An atmospheric river first drenched the soils. Temperatures were almost balmy, and many plants (and gardeners) let down their guard. Next came very cold temperatures and even colder winds. The upper layer of soil froze, followed by more wind and snow. Tender evergreen shrubs like California lilac and California bay laurel, at the limit of their hardiness range, died back. Hardy, overwintering vegetables like kale and leeks were blasted.
The cold hardiest vegetables (Winter Vegetable Production on Small Farms and Gardens West of the Cascades, p. 38) include corn salad and spinach. (And chickweed! an edible spring-tonic.) All are cold hardy to 0 degrees Fahrenheit (-18 degrees Celsius). When the snow had melted, as I cut back the gloppy remains of the normally extremely hardy leeks, I saw small corn salad plants, bright green against the thawed ground.

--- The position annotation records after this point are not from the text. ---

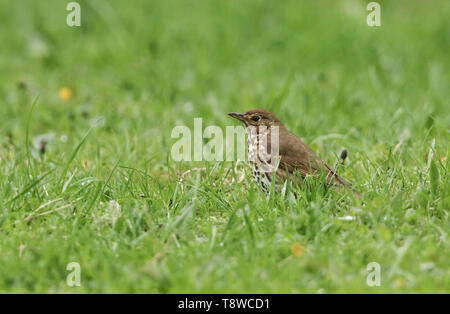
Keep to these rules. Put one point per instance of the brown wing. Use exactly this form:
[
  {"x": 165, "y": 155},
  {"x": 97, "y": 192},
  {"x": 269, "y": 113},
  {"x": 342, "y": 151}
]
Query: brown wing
[{"x": 296, "y": 155}]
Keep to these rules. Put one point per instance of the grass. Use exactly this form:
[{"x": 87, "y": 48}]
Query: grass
[{"x": 133, "y": 218}]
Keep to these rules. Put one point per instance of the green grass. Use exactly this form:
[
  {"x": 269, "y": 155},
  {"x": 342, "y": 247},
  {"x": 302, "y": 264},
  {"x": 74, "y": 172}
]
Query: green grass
[{"x": 138, "y": 69}]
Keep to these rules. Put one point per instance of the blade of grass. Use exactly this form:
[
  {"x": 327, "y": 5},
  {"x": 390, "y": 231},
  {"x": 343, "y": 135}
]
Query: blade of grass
[{"x": 72, "y": 157}]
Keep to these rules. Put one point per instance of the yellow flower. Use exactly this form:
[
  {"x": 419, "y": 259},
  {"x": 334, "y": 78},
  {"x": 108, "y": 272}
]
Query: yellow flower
[
  {"x": 65, "y": 93},
  {"x": 297, "y": 249}
]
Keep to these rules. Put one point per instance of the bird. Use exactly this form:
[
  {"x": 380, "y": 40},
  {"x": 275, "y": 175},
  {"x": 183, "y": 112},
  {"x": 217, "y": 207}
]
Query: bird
[{"x": 290, "y": 156}]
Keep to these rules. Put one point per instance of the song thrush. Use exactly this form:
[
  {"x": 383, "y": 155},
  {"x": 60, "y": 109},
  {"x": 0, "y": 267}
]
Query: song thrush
[{"x": 293, "y": 155}]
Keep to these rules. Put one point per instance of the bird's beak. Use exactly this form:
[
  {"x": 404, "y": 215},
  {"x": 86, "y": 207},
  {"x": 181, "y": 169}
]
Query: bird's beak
[{"x": 239, "y": 116}]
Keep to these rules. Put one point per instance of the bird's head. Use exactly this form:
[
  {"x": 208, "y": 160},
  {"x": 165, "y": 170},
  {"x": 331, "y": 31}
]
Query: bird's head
[{"x": 256, "y": 117}]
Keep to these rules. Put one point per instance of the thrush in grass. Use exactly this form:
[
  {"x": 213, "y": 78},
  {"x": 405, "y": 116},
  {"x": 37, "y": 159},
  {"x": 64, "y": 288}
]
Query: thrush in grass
[{"x": 294, "y": 160}]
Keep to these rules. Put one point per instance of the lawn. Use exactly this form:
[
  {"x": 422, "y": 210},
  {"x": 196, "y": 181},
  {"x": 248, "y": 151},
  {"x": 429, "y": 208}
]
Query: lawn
[{"x": 87, "y": 177}]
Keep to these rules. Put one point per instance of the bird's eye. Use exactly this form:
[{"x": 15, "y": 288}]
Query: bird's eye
[{"x": 256, "y": 118}]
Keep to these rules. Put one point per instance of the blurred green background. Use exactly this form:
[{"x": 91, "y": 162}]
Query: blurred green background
[{"x": 134, "y": 70}]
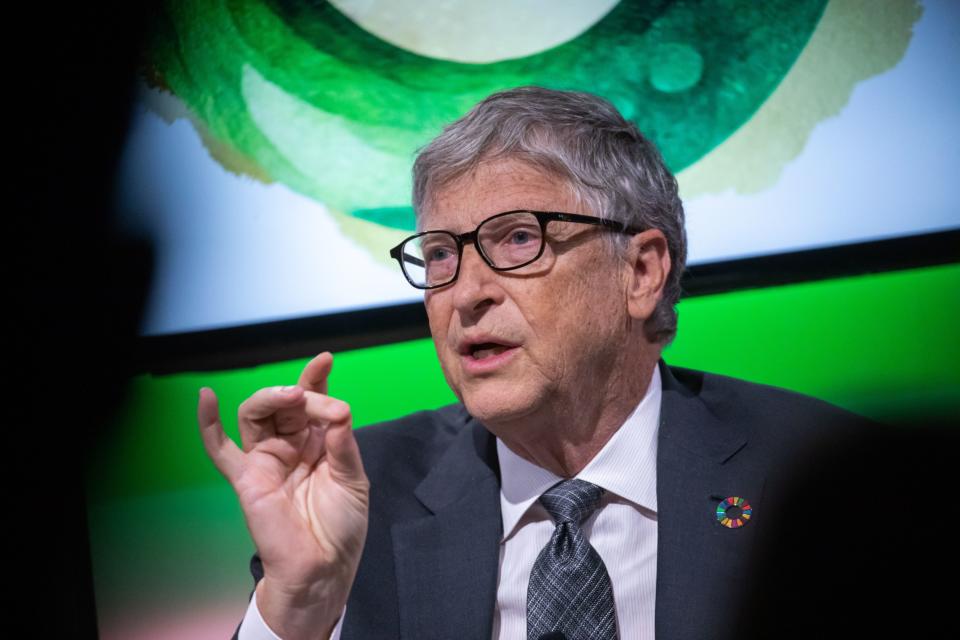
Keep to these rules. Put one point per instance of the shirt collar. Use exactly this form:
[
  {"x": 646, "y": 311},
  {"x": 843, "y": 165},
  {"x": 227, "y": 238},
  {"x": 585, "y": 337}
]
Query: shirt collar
[{"x": 626, "y": 465}]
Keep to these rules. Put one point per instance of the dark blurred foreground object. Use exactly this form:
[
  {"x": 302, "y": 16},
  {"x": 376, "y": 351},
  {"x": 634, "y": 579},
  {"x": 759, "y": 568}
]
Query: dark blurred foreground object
[
  {"x": 76, "y": 292},
  {"x": 864, "y": 542}
]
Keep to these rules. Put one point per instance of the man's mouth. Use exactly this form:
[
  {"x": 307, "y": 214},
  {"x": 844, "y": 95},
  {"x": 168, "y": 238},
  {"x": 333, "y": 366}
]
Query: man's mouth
[{"x": 486, "y": 350}]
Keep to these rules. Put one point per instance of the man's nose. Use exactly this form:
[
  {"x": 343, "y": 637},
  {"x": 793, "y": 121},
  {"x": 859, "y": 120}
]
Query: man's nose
[{"x": 477, "y": 286}]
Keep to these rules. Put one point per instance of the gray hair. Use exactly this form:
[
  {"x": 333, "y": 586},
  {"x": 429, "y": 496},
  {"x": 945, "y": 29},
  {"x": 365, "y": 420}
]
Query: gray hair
[{"x": 582, "y": 139}]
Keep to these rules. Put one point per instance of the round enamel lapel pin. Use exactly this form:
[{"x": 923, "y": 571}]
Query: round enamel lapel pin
[{"x": 734, "y": 512}]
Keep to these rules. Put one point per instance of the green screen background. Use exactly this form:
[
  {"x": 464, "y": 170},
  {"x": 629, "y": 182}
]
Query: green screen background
[{"x": 168, "y": 542}]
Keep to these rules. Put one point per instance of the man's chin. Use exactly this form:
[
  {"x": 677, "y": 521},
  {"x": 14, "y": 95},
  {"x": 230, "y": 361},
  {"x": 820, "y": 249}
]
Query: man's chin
[{"x": 492, "y": 407}]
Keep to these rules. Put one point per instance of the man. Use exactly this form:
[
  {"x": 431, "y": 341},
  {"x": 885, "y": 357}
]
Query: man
[{"x": 582, "y": 488}]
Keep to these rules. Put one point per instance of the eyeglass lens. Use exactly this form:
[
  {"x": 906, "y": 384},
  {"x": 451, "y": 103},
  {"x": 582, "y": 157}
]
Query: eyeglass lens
[{"x": 507, "y": 241}]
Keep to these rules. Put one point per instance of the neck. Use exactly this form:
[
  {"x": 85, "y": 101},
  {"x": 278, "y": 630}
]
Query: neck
[{"x": 567, "y": 433}]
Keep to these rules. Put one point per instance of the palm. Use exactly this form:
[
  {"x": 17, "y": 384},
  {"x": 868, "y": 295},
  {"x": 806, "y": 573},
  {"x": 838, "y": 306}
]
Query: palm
[
  {"x": 292, "y": 501},
  {"x": 299, "y": 479}
]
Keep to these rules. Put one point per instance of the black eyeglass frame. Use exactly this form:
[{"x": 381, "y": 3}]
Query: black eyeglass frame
[{"x": 543, "y": 217}]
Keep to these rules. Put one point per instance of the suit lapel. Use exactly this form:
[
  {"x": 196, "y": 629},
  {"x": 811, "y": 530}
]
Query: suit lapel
[
  {"x": 447, "y": 562},
  {"x": 701, "y": 460}
]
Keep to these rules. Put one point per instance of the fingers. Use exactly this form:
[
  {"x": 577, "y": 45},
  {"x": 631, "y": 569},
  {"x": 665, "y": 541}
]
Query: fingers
[
  {"x": 224, "y": 453},
  {"x": 315, "y": 374},
  {"x": 342, "y": 452},
  {"x": 270, "y": 411}
]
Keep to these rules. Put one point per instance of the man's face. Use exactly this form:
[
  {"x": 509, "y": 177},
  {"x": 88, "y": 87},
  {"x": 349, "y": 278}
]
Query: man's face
[{"x": 511, "y": 343}]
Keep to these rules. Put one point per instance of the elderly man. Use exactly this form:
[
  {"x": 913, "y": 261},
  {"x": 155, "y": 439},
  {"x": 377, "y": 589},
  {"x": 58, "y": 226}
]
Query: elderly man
[{"x": 581, "y": 488}]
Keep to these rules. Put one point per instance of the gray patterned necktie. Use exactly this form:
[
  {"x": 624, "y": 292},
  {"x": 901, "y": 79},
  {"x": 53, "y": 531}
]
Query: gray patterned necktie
[{"x": 569, "y": 591}]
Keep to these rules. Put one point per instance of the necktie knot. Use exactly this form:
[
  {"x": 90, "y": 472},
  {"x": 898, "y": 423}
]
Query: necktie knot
[{"x": 571, "y": 501}]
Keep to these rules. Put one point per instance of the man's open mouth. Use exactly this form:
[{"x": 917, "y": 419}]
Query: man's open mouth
[{"x": 487, "y": 349}]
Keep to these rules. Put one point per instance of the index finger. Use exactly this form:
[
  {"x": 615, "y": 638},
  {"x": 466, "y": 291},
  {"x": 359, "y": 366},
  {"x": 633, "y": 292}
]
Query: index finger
[{"x": 315, "y": 374}]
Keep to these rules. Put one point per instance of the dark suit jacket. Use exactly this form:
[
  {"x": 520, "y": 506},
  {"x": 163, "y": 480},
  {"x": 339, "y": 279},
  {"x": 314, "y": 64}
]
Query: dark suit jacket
[{"x": 429, "y": 567}]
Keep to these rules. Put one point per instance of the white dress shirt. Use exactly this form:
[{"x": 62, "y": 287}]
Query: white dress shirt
[{"x": 623, "y": 529}]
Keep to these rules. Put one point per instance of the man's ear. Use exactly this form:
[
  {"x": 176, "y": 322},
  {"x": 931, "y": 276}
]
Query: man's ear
[{"x": 647, "y": 265}]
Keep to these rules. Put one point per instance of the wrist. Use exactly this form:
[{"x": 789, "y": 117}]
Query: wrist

Amid variable weather events and ongoing climate change in the Pacific Northwest, we might expect another freezing event this winter. You can improve winter adaptation for the plants in your garden and prepare plants for winter cold with some tools and tips.

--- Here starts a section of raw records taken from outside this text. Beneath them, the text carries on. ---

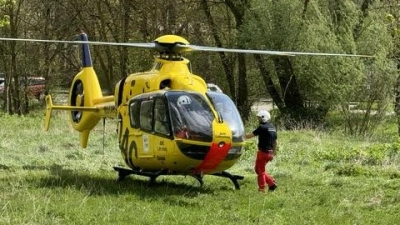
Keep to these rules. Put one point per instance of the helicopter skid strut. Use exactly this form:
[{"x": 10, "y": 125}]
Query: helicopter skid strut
[{"x": 124, "y": 172}]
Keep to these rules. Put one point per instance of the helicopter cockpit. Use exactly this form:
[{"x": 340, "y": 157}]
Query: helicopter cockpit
[{"x": 184, "y": 115}]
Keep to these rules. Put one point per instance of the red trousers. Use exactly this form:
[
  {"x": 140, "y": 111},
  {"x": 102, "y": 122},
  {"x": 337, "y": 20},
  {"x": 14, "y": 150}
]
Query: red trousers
[{"x": 263, "y": 177}]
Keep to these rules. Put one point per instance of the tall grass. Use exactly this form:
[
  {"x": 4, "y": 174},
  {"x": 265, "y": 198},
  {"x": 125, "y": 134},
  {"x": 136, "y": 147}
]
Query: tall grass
[{"x": 323, "y": 178}]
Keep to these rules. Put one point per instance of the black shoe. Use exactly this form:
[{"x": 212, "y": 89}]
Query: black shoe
[{"x": 272, "y": 188}]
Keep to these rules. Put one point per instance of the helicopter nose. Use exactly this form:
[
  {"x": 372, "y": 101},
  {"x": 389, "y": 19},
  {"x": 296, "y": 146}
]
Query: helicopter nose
[{"x": 217, "y": 154}]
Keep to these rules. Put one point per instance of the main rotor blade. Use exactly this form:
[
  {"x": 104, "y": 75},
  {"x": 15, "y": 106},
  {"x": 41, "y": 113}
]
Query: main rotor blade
[
  {"x": 139, "y": 45},
  {"x": 265, "y": 52}
]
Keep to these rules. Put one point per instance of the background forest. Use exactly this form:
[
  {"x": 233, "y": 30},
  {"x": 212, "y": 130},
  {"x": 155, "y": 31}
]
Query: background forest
[{"x": 305, "y": 89}]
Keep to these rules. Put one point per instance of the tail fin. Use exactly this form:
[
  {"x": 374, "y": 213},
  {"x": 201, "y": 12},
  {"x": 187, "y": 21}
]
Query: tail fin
[{"x": 85, "y": 102}]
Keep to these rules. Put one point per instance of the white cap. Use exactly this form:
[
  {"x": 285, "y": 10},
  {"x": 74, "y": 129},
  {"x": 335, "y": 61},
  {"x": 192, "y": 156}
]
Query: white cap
[{"x": 264, "y": 115}]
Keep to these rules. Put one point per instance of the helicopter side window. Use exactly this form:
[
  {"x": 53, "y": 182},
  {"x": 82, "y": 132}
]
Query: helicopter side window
[
  {"x": 161, "y": 121},
  {"x": 191, "y": 116},
  {"x": 227, "y": 109},
  {"x": 146, "y": 114}
]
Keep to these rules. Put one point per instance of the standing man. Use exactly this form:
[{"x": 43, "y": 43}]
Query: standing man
[{"x": 267, "y": 142}]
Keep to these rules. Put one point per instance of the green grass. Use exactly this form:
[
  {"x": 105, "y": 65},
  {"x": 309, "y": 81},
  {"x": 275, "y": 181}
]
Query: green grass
[{"x": 46, "y": 178}]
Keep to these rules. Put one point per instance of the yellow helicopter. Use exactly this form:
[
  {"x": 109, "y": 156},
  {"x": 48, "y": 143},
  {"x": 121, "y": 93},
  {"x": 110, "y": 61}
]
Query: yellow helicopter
[{"x": 169, "y": 123}]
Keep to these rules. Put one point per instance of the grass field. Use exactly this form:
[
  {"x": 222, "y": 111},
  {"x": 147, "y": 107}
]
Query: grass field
[{"x": 323, "y": 178}]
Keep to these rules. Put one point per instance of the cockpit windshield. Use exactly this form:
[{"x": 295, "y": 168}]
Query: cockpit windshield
[
  {"x": 227, "y": 109},
  {"x": 191, "y": 116}
]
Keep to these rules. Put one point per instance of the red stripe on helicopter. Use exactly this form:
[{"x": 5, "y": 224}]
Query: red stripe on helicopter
[{"x": 214, "y": 157}]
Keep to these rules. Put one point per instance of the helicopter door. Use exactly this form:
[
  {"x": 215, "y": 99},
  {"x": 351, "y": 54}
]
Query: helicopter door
[{"x": 144, "y": 138}]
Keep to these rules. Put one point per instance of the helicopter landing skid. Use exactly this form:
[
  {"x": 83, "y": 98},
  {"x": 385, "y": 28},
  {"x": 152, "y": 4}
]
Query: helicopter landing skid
[
  {"x": 124, "y": 172},
  {"x": 233, "y": 178}
]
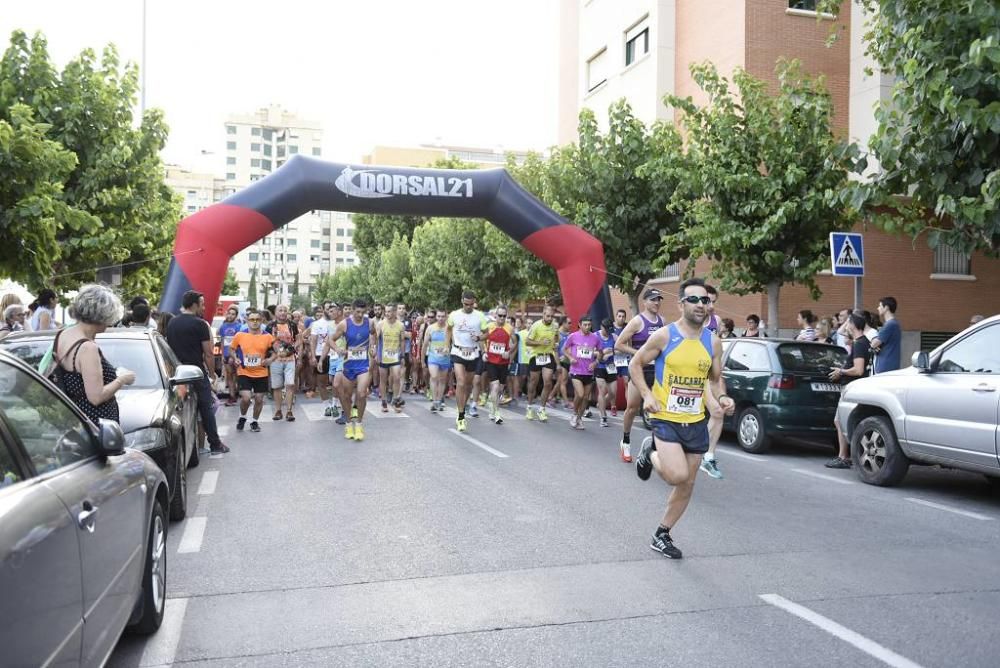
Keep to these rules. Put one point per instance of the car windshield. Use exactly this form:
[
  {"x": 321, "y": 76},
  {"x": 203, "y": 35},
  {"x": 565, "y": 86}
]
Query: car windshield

Right plant, right place, right mulch. For trees and ornamentals, adding a thick insulating layer of mulch, such as arborist wood chips, provides substrate for fine absorbing roots and insulates the organic layer and upper mineral soil. Frozen top soils might have been the ultimate death knell this year for my showy, 8-year-old California lilac (Ceanothus), which had made it through several years of past freezes protected not far from a south-facing wall.
Increases in global average surface temperature (roughly 2 degrees F or 1 degree C) contribute more energy to the overall climate, fueling bigger swings in moisture, storms, and temperatures. Northwest gardeners are having to pay careful attention when choosing, siting, and managing their home garden plants.

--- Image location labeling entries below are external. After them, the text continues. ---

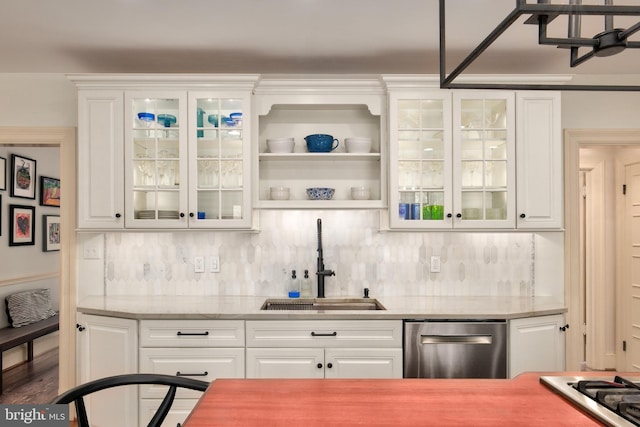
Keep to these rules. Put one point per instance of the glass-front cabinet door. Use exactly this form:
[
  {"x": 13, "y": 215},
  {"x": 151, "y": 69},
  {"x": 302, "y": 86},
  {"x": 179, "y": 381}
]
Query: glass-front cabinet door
[
  {"x": 484, "y": 160},
  {"x": 421, "y": 162},
  {"x": 219, "y": 162},
  {"x": 155, "y": 159}
]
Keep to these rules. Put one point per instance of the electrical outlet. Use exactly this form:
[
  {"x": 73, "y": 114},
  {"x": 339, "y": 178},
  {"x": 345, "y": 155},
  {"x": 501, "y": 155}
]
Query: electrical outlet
[
  {"x": 91, "y": 251},
  {"x": 198, "y": 264},
  {"x": 435, "y": 264},
  {"x": 214, "y": 264}
]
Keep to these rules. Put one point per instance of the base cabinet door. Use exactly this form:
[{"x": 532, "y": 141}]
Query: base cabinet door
[
  {"x": 109, "y": 346},
  {"x": 285, "y": 363},
  {"x": 536, "y": 344},
  {"x": 363, "y": 363}
]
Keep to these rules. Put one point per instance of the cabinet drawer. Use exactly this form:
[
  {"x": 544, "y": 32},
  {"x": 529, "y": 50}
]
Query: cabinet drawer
[
  {"x": 192, "y": 333},
  {"x": 324, "y": 333},
  {"x": 177, "y": 415},
  {"x": 204, "y": 364}
]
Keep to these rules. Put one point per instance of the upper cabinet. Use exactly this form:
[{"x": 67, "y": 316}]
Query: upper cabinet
[
  {"x": 169, "y": 151},
  {"x": 473, "y": 159},
  {"x": 100, "y": 159},
  {"x": 484, "y": 155},
  {"x": 539, "y": 160},
  {"x": 342, "y": 107},
  {"x": 187, "y": 151}
]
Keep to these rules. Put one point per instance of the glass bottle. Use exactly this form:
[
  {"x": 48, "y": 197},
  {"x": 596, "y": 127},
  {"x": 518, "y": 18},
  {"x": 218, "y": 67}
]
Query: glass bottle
[{"x": 294, "y": 286}]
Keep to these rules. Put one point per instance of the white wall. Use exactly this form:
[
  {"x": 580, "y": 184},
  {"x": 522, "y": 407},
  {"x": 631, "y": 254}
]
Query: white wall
[
  {"x": 28, "y": 260},
  {"x": 20, "y": 266},
  {"x": 37, "y": 100}
]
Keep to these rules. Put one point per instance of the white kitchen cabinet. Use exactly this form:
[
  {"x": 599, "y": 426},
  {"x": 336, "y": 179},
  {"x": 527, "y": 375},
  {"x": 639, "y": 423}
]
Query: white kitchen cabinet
[
  {"x": 156, "y": 159},
  {"x": 484, "y": 166},
  {"x": 165, "y": 151},
  {"x": 324, "y": 349},
  {"x": 100, "y": 159},
  {"x": 536, "y": 344},
  {"x": 342, "y": 107},
  {"x": 194, "y": 171},
  {"x": 108, "y": 346},
  {"x": 539, "y": 160},
  {"x": 285, "y": 363},
  {"x": 199, "y": 349},
  {"x": 452, "y": 158},
  {"x": 420, "y": 159}
]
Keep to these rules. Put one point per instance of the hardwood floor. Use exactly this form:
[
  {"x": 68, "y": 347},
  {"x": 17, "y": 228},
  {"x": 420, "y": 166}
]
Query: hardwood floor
[{"x": 35, "y": 382}]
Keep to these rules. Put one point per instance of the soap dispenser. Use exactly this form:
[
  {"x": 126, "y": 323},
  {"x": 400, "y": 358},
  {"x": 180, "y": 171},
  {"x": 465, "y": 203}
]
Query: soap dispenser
[
  {"x": 294, "y": 286},
  {"x": 307, "y": 286}
]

USDA Hardiness Map Updated
The USDA recently updated the US plant hardiness zones (growing zones, planting zones) to reflect a changing climate. In Whatcom County, Bellingham and Ferndale’s zones warmed for the first time from zone 8a to zone 8b. Lynden’s plant hardiness zone remains unchanged at 8a. The temperature change cited by USDA is +2 degrees F from 2012 to 2023. The Sunset Western Garden Book is an example of a gardeners resource that uses these important measures.